Pennsylvania Medicaid Abortion Coverage Ban Struck Down (1)

April 20, 2026, 5:04 PM UTCUpdated: April 20, 2026, 7:17 PM UTC

Pennsylvania’s prohibition on Medicaid coverage for abortions was struck down Monday by a state appeals court, which held it violates the state Constitution’s equal protection provisions.

The coverage exclusion doesn’t advance any compelling state interest to justify it, the Pennsylvania Commonwealth Court said.

Even if the court accepted the state’s arguments that it has a compelling interest in having pregnancies carried to term, “any state interest in promoting carrying a pregnancy to term is furthered at least as well by state investment in maternal and infant healthcare, and in childcare and other resources for new mothers, as it is by the Coverage Exclusion,” Judge Matthew S. Wolf wrote.

Local abortion providers challenged the states’ Abortion Control Act, arguing the coverage exclusion provision violated the equal rights amendments and equal protection under the state constitution.
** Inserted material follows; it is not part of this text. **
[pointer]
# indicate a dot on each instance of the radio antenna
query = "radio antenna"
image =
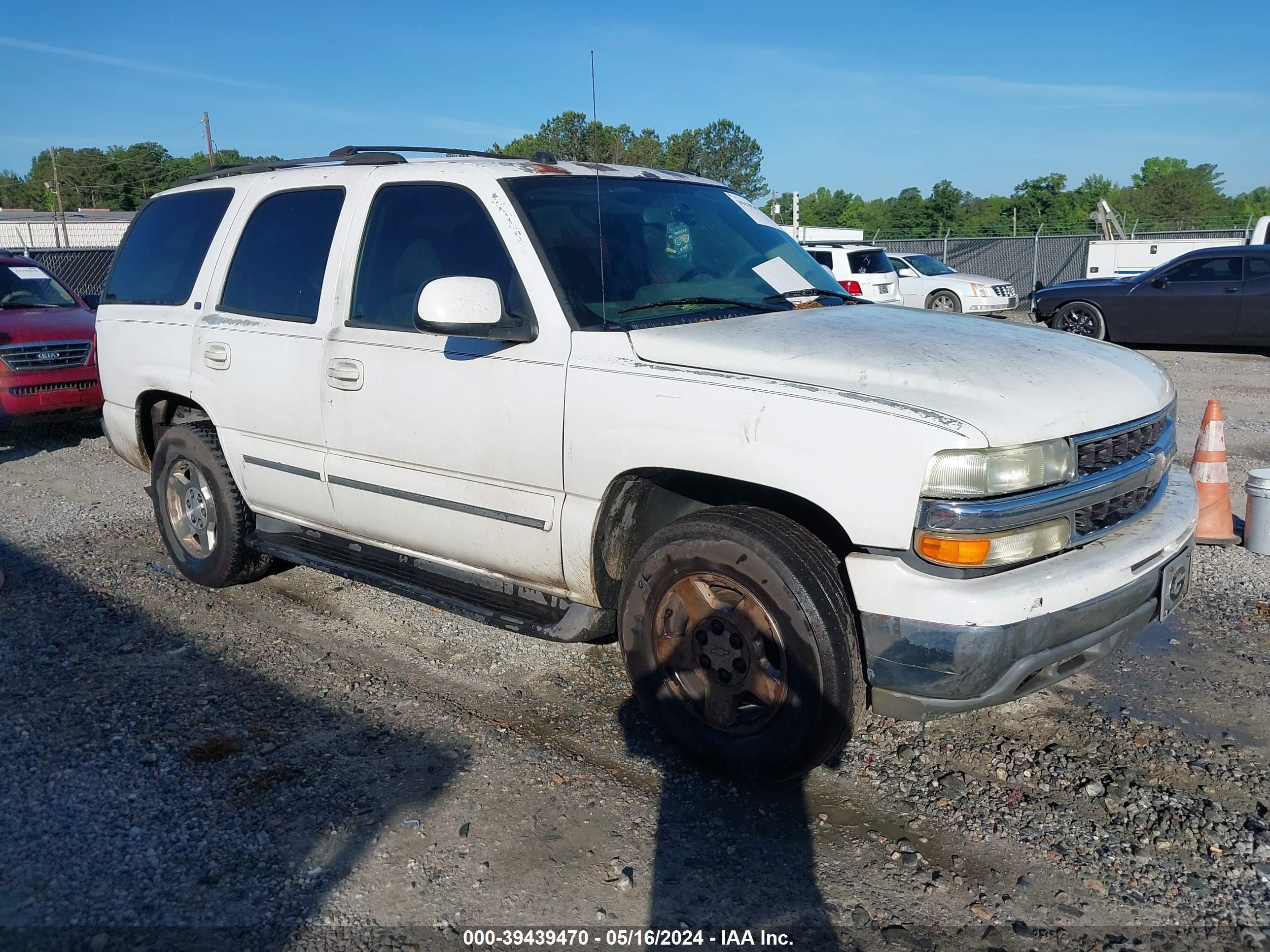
(600, 219)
The coverage exclusion language prohibits Medicaid payments from covering abortion in Pennsylvania in most circumstances.

The court held the coverage exclusion violates Pennsylvania’s equal rights amendment and is unconstitutional given that the state constitution “guarantees a fundamental right to reproductive autonomy.”

“The conscience interest the Coverage Exclusion protects is extremely narrow: it is only the interest of those who oppose state-funded abortion for women who rely on Medical Assistance, except in cases where the life of the mother is at risk and cases of rape or incest, but with no exception for the mother’s health or the viability of the fetus,” Wolf wrote. “It is irrational for the Coverage Exclusion to protect only that very narrow conscience interest and no others.”

In a dissent, Judge Patricia A. McCullough asserted that the majority’s opinion in the case “decides an unnecessary constitutional question by creating a new fundamental right that has no definition, no contours, no practical applicability, and no textual support in the Pennsylvania Constitution.”

“If the People desire such a right, they freely may amend their constitution,” she wrote. “This Court may not.”

McCullough was joined in her dissent by Judges Anne E. Covey and Stacy Wallace.

The plaintiffs are represented by the Women’s Law Project, Planned Parenthood Federation of America, attorney David S. Cohen, and Troutman Pepper Locke.

Planned Parenthood has received funding from Bloomberg Philanthropies, the charitable organization founded by Michael Bloomberg. Bloomberg Law is operated by entities controlled by Michael Bloomberg.

The case is Allegheny Reproductive Health Ctr. v. Pa. Dep’t of Human Servs., Pa. Commw. Ct., No. 26 M.D. 2019, 4/20/26.